Moby-Dick inspired cyanotypes by Andrew Seguin

Hand To Mouth

1. Why did you decide to illustrate Moby-Dick, and what was the process like?

Moby-Dick is one of my favorite books and I reread it every few years. In 2009 I was reading it again and I had this vision of creating a version of the novel stripped of everything but its punctuation. Because Moby-Dick is so baroque and dense, I wanted to see what I could learn about it by pursuing its opposite: sparity. As a poet as well as an artist, I became fascinated by what Melville’s punctuation — or any writer’s, for that matter — might tell us about his style. Visually, I thought it would be like a musical score.
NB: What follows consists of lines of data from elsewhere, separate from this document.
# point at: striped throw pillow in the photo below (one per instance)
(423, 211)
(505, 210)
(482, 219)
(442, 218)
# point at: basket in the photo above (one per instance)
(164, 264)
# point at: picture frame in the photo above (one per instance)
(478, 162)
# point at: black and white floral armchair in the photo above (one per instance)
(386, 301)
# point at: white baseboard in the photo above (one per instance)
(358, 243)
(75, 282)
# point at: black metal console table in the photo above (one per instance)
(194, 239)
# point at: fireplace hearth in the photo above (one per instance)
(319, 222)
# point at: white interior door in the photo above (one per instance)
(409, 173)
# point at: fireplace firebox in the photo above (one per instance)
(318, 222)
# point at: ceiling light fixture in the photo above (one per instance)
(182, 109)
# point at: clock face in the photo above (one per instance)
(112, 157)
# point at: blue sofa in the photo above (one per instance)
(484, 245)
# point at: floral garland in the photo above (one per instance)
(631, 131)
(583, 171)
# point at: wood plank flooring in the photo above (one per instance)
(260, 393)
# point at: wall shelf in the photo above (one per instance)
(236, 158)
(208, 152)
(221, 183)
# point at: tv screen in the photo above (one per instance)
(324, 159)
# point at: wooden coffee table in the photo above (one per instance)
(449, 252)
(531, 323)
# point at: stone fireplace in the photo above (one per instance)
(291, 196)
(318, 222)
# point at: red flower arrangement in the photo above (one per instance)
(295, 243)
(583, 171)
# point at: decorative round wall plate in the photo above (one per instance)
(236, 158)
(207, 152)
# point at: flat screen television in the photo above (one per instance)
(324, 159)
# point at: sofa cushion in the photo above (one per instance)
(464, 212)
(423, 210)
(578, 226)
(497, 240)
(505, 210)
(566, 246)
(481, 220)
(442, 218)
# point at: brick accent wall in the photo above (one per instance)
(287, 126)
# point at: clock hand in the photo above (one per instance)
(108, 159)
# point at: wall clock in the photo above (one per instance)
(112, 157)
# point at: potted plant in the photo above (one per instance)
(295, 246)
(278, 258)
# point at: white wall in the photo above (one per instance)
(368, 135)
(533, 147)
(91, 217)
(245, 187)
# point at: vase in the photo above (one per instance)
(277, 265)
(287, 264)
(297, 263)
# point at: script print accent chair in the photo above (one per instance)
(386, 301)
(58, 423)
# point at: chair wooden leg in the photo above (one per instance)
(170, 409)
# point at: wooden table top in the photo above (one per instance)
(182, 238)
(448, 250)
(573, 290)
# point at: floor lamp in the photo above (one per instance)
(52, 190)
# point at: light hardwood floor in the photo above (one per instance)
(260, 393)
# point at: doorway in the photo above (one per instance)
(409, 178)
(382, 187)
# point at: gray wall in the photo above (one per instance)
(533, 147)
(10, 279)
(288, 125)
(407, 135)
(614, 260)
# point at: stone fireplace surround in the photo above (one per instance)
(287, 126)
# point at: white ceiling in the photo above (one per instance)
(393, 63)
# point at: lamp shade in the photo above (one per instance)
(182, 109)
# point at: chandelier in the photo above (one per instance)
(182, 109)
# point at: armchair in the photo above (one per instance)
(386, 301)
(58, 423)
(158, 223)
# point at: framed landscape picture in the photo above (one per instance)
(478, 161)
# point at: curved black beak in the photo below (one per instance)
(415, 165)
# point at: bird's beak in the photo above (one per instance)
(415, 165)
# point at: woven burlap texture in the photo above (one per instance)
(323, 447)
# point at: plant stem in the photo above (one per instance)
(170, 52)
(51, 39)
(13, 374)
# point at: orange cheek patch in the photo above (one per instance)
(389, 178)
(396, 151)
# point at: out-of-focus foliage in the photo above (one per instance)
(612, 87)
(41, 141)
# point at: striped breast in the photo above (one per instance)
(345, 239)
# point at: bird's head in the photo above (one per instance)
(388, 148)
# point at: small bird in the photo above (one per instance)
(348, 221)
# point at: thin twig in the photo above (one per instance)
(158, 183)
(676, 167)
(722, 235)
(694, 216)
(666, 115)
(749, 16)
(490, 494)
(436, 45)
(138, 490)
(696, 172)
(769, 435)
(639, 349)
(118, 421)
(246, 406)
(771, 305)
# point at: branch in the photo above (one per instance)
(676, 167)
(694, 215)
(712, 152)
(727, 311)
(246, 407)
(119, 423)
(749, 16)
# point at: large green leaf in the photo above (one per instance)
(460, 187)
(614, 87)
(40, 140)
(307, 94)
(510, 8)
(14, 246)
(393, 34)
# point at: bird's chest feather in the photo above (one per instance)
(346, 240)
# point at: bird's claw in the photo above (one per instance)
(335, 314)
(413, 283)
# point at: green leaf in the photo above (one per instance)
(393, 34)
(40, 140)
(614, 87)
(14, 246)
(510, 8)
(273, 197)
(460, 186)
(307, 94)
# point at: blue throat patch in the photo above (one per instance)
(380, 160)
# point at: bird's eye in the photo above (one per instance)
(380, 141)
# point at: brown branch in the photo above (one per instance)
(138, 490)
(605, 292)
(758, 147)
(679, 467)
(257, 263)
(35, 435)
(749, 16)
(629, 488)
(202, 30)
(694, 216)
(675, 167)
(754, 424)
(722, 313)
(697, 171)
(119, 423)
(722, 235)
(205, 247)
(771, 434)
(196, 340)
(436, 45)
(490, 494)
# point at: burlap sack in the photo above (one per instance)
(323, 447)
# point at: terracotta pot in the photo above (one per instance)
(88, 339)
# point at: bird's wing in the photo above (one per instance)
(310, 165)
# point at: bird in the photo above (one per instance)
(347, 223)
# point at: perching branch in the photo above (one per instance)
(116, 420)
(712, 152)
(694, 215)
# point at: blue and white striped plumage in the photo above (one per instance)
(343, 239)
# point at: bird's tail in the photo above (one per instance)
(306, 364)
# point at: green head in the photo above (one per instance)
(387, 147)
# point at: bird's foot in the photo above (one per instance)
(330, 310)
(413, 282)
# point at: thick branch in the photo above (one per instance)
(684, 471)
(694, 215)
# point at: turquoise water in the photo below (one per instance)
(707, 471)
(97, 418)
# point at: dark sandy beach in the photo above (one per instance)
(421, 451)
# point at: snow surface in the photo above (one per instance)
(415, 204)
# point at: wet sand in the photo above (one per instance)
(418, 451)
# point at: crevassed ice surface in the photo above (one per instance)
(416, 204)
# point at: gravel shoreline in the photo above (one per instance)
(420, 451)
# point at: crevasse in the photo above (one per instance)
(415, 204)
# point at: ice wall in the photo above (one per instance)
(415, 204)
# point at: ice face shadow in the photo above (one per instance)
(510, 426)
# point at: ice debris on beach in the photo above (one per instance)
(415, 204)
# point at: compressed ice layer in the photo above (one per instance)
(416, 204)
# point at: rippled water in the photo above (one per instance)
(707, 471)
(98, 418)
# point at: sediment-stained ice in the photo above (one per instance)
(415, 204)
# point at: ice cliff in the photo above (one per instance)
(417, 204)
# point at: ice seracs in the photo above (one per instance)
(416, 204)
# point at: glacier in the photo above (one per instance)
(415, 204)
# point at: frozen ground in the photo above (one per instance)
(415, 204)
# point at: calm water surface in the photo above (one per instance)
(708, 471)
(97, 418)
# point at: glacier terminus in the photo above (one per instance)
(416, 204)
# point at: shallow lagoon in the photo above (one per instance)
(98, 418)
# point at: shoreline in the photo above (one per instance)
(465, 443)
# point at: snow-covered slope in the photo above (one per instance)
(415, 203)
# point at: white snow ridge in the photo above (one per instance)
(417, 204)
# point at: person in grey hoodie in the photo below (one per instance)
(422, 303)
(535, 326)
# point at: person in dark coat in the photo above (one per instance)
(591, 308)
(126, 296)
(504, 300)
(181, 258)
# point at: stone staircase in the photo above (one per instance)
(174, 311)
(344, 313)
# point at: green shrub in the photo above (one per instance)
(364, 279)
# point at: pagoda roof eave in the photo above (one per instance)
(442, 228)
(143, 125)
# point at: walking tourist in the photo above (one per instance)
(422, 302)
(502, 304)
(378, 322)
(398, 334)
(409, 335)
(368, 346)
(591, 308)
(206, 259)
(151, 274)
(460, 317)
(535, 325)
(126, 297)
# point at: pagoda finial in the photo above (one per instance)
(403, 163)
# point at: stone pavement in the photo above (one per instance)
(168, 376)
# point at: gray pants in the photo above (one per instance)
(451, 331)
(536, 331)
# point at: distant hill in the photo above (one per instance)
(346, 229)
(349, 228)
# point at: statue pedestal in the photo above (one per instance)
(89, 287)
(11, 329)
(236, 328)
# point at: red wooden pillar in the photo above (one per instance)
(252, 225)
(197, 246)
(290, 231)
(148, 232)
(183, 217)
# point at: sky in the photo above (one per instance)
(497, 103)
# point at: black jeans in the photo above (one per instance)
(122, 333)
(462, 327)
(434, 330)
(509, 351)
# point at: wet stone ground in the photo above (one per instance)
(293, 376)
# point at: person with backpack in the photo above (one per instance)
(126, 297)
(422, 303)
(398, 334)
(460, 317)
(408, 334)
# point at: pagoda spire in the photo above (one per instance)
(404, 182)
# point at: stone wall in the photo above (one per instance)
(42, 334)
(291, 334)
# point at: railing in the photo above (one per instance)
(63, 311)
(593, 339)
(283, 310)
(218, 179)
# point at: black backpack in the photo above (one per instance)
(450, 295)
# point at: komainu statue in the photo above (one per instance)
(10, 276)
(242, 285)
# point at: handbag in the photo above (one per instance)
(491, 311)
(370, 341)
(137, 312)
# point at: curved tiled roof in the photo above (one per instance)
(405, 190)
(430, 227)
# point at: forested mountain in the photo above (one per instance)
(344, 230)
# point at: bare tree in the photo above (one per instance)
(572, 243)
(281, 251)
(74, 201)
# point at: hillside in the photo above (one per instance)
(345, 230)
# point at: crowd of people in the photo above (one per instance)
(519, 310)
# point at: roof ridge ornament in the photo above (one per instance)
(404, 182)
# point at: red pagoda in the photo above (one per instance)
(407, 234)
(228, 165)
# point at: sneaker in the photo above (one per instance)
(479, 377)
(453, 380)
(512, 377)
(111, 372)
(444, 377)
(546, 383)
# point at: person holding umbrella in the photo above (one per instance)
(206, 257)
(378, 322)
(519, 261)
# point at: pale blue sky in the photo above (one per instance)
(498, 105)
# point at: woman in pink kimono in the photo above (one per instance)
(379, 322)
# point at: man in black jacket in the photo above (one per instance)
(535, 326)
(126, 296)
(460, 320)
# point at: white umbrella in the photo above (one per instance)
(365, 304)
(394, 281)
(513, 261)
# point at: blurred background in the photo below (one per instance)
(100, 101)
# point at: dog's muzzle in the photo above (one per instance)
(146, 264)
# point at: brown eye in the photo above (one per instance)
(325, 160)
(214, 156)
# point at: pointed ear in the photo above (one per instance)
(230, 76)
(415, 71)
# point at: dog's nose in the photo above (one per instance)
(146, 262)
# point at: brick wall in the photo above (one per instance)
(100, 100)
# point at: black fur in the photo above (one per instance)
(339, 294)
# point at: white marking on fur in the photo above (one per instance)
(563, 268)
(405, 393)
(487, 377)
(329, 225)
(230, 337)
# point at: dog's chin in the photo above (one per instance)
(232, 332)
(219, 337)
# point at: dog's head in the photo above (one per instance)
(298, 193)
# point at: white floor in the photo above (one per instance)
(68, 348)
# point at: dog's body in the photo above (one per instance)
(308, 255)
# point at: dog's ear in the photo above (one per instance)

I started to make my version of Moby-Dick by scanning its pages, erasing all of the words in Photoshop, and then making the remaining images of punctuation into negatives on an inkjet printer. Those negatives I printed as cyanotypes, which are a form of photographic print — light-sensitive iron salts are hand-coated onto watercolor paper, a negative is placed on top, and then it’s exposed in sunlight and developed in water. They dry to a deep, intense blue.

The first prints were beautiful — like constellations of the English language’s margins — but after making a few of them, I felt they were lacking something. So I decided to add to them. I scanned images from old dictionaries and illustrated versions of Moby-Dick and fashioned those disparate parts, including the punctuation images I had already created, into collages on my computer. I then made those collages into negatives and finally printed them, last summer and fall, as cyanotypes. Those are what you see here. Most were printed on my fire escape and developed in my bathtub.

Reading

2. What is your background as an artist?

I’ve always loved making things. But a pivotal moment was my twelfth birthday, when my dad gave me a 35mm camera. I’ve been a photographer ever since. I started making cyanotypes about four years ago, as a way to expand my artistic practice — cyanotypes are photographs, but the process is cameraless, so it’s more akin to printmaking. I never went to art school, though. I took photography classes in college and in graduate school (I have an MFA in poetry), and I’ve gone to a number of workshops since then. I’ve always made a point of making new work and learning new processes on my own.

3. What are you inspired by right now?

The poems of João Cabral de Melo Neto and Gustaf Sobin, John Chamberlain’s car-part sculptures, and the blooming crabapple and cherry trees here in New York.